Une nouvelle technique permet de rectifier les signaux d’ondes gravitationnelles après coup
Le réseau de détecteurs LIGO–Virgo–KAGRA (LVK) dispose d’une nouvelle méthode pour améliorer la sensibilité de ses instruments aux ondes gravitationnelles : il s’agit de l’étalonnage astrophysique (Astrophysical Calibration), une technique par laquelle les interféromètres s’entraident pour corriger les défauts d’acquisition liés aux instabilités des détecteurs.
Lorsqu’une onde gravitationnelle traverse la Terre, les détecteurs LIGO, Virgo et KAGRA sont prêts à la détecter. Cependant, leur sensibilité dépend de nombreux facteurs, et il est possible qu’un détecteur ne fonctionne pas nominalement au moment du passage de l’onde. Dans de telles situations, il est essentiel de pouvoir traiter les données collectées par ce détecteur pour en améliorer la qualité. Le réseau dispose désormais d’un outil efficace pour y parvenir : la calibration astrophysique.

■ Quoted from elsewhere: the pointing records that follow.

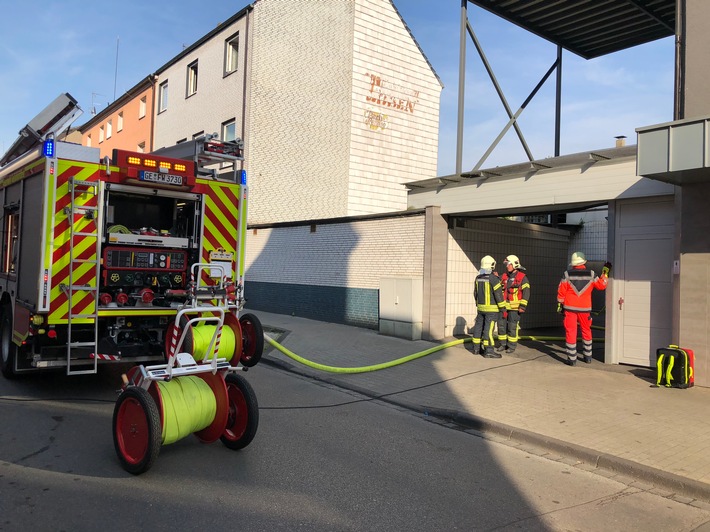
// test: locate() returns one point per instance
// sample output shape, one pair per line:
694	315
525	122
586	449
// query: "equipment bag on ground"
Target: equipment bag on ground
675	367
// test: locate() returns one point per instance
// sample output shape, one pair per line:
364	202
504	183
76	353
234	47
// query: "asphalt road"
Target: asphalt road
324	458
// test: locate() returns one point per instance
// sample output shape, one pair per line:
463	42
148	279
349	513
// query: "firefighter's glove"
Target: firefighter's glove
606	269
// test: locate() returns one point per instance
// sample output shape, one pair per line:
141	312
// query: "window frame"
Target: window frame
225	125
192	79
231	54
142	106
163	95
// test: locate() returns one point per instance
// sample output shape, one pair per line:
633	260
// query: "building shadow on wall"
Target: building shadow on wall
304	270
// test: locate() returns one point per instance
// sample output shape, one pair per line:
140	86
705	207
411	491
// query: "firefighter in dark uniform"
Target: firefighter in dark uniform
489	303
516	289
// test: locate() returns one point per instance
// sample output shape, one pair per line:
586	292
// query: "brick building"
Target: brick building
335	116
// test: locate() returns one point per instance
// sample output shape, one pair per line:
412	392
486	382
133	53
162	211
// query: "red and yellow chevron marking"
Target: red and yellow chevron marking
220	222
84	246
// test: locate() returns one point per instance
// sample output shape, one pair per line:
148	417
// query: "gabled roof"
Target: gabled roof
590	28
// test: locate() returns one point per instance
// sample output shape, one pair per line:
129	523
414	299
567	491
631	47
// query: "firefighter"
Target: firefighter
516	290
574	297
489	303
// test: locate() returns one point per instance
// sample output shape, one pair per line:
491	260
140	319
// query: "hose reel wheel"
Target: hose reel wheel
243	416
252	340
136	430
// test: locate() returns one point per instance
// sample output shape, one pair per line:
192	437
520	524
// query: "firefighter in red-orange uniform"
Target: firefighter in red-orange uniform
574	296
516	290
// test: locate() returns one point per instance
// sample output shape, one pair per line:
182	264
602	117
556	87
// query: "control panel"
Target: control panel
142	266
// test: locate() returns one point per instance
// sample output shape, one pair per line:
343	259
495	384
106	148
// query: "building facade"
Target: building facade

Les ondes gravitationnelles déforment l’espace-temps, l’étirant et le comprimant lors de leur passage. Cet effet sur les bras des détecteurs est de l’ordre de 10⁻¹⁹ mètre, soit bien plus petit que le diamètre d’un proton ! Pour être sensibles à des variations aussi infimes, les détecteurs sont étalonnés en temps réel à l’aide de circuits de contrôle par rétroaction et d’une procédure précise modélisant leur réponse aux ondes, tout en tenant compte des effets générés par les circuits de contrôle eux-mêmes. Si l’étalonnage n’est pas optimal, la « lecture » du signal – et donc l’interprétation du phénomène cosmique qui l’a généré – est compromise.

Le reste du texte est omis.